As a summary, Figure 21-1 sketches the environment in which modules operate. Modules contain variables, functions, classes, and other modules (if imported). Functions have local variables of their own. You’ll meet classes—other objects that live within modules—in Chapter 22.

Module execution environment. Modules are imported, but modules also import and use other modules, which may be coded in Python or another language such as C. Modules in turn contain variables, functions, and classes to do their work, and their functions and classes may contain variables and other items of their own. At the top, though, programs are just a set of modules.
Figure 21-1. Module execution environment. Modules are imported, but modules also import and use other modules, which may be coded in Python or another language such as C. Modules in turn contain variables, functions, and classes to do their work, and their functions and classes may contain variables and other items of their own. At the top, though, programs are just a set of modules.
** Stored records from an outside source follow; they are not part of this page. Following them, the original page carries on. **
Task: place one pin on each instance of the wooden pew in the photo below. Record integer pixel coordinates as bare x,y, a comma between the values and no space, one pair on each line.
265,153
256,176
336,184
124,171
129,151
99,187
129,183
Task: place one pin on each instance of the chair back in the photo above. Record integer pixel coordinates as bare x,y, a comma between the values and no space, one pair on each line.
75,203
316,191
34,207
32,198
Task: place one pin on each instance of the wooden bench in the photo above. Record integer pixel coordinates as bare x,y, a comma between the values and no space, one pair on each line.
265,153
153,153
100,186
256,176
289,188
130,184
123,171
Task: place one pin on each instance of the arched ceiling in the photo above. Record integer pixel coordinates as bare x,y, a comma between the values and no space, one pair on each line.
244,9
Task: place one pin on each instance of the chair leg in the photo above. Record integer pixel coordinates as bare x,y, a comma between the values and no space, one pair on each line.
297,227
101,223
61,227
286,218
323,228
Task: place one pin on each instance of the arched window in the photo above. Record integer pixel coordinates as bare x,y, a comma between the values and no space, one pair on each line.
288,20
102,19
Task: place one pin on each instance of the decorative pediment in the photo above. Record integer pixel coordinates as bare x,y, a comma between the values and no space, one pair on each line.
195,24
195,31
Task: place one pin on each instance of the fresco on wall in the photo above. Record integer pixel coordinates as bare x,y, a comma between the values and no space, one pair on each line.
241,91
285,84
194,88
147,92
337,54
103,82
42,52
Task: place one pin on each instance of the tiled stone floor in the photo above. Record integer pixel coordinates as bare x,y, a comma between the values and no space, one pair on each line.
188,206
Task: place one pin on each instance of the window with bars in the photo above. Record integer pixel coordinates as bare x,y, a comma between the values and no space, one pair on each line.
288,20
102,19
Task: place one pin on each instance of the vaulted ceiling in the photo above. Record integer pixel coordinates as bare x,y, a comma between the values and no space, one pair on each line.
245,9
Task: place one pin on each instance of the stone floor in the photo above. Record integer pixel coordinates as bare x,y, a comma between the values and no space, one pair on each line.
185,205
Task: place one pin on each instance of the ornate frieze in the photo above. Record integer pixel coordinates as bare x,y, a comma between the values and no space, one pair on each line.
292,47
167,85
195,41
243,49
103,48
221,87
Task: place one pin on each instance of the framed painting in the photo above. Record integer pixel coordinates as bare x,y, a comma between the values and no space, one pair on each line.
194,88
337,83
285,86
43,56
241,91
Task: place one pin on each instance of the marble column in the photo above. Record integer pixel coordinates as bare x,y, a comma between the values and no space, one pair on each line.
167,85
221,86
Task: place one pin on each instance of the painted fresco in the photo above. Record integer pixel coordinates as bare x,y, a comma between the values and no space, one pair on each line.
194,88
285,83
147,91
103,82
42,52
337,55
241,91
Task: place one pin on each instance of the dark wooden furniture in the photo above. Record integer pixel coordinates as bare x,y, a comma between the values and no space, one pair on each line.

Modules Are Objects: Metaprograms

Because modules expose most of their interesting properties as built-in attributes, it’s easy to write programs that manage other programs. We usually call such manager programs metaprograms because they work on top of other systems. This is also referred to as introspection because programs can see and process object internals. Introspection is an advanced feature, but it can be useful for building programming tools.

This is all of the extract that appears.